As for the “dead mans scull”? You read that correctly, and no, it was not a euphemism for a plant or mineral. Colonial Americans and early modern Europeans really did consume ground-up human skulls as medicines.

For readers looking for something a bit more appetizing, here is a collection of culinary recipes from early nineteenth-century Baltimore:

From MS Codex 797, here’s a recipe for a low-alcohol beer:

To Brew small Beer To 15 Gallons of water put a sifter full of bran. A sifter not quite full of hops 3 quarts of molasses, boil it very fast for three hours, then strain it and put in a quart of yeast, when it is when it is [sic] milk warm put it in the beer, in winter let it stay a week before you use it, in summer 4 days.
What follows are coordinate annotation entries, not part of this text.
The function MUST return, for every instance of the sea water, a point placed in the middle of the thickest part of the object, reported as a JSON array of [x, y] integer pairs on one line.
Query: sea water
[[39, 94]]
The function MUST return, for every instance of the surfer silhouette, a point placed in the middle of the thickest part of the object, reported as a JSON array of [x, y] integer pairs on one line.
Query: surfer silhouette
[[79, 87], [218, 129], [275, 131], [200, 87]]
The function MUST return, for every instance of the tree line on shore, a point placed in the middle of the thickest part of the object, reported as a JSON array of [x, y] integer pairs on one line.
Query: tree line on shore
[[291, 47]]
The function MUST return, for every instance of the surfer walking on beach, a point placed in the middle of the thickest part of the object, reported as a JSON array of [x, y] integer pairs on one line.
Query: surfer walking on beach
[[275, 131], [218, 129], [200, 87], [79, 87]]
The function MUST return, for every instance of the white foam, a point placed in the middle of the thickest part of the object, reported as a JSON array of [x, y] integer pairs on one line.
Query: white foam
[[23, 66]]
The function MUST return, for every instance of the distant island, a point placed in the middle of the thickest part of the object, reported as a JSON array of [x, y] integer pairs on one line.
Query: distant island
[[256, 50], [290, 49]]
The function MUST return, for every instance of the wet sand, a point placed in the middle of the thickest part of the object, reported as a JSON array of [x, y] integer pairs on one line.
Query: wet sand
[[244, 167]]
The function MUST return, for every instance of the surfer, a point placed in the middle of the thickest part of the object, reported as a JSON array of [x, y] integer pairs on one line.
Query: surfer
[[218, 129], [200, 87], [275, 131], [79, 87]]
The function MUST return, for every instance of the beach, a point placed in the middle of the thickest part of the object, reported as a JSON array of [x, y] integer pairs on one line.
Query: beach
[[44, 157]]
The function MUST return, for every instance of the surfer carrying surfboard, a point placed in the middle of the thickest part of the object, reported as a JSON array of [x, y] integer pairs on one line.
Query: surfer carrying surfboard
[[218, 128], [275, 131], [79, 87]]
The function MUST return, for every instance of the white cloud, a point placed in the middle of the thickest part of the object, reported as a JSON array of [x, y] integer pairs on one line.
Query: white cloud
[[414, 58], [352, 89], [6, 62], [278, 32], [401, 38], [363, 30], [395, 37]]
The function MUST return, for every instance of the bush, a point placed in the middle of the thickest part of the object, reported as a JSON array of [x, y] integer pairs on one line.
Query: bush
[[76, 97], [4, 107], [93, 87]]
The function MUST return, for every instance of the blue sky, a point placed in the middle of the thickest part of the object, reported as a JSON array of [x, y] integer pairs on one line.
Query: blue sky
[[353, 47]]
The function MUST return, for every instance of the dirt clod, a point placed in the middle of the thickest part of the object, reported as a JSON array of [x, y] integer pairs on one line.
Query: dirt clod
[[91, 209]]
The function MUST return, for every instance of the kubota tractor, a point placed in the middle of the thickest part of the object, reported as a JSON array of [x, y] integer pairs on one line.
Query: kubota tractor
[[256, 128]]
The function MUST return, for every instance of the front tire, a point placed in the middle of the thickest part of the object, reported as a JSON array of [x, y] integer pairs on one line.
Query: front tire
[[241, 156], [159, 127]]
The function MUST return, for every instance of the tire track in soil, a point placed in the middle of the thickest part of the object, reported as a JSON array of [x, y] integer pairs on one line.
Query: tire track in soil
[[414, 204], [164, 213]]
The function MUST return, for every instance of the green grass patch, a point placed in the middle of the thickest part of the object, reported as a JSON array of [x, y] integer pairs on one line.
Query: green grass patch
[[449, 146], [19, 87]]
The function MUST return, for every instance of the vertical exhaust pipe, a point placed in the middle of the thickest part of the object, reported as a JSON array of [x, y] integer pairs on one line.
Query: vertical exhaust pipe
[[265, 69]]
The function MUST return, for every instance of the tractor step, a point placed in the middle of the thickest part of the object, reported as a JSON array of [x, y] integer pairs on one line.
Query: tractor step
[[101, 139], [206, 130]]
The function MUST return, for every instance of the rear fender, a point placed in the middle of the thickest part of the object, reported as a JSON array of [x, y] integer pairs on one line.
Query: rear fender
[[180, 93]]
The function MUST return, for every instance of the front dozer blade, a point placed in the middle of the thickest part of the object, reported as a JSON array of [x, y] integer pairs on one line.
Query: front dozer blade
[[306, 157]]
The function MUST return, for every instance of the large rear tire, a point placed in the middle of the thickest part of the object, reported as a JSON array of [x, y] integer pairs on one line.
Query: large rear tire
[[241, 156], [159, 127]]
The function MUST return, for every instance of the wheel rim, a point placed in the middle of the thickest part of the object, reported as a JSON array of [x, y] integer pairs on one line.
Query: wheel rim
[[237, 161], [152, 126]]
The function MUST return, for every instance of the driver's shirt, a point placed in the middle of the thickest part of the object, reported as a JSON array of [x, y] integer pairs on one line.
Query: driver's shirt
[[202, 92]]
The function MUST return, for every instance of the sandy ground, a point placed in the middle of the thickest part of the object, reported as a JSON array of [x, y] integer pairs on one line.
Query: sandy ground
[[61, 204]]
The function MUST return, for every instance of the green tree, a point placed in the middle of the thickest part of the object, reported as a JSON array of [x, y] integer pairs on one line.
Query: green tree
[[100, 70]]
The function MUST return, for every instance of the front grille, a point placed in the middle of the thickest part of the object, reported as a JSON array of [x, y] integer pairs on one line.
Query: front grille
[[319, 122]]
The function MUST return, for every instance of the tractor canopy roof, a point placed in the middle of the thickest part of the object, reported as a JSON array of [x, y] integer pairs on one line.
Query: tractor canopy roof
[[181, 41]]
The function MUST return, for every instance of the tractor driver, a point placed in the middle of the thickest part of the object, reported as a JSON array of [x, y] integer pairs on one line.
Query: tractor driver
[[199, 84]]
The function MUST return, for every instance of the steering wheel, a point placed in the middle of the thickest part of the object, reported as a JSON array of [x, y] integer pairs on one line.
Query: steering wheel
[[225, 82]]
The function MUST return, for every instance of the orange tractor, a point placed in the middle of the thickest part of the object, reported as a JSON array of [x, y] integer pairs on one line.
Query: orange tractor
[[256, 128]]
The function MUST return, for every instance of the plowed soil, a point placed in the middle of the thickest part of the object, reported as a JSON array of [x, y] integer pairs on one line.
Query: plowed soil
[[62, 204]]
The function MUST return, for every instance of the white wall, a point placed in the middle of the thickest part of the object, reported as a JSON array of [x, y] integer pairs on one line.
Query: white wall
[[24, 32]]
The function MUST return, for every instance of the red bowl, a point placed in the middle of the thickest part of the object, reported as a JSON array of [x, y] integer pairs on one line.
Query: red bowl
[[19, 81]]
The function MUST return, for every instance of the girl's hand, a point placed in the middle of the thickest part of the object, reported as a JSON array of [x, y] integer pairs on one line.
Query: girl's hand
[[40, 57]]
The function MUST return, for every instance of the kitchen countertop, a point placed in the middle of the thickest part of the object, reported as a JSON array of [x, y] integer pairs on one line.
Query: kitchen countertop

And here’s a method for removing the bitterness from coffee, seemingly an early example of the “egg coffee” now associated with Scandinavian communities in the Midwest:

How to make coffe Grind the coffee well put the white of an egg and shell in, put water enough to mix it well, then put it in the pot, put boiling water o it and let it boil one hour.

And finally, an early version of what would become Philadelphia cream cheese:

Philadelphia receipt for Cream Cheese Take 1/2 Gallons of mornings milk while warm mix with it the Cream from two gallons of [illegible] milk and two quarts of water bring 1/8 part the quantity of new milk turn it with rennet drain of the whey lay a small cloth within the hoop and fill it with curds place the fourth corner of the cloth over it and press down the board cover and place a stone of one pound weight upon it let it remain one hour take it out rub it with salt and let it stay til evening turn it twice a day and in hot weather three times, the board cover should have holes in it.

Anyone looking to cook these or other historical recipes for the holidays would do well to start with the Cooking the Archives blog, in which two literature PhDs walk their readers through the challenges of interpreting antique recipes in modern kitchens. But you can also dive right into the primary sources and browse through the thousands of recipes preserved in the Kislak Center for Rare Books and Manuscripts at the University of Pennsylvania. Many of these manuscripts have been digitized, and you can peruse them here in search of the perfect recipe for lobster loaves, cock ale, and Portugal cakes.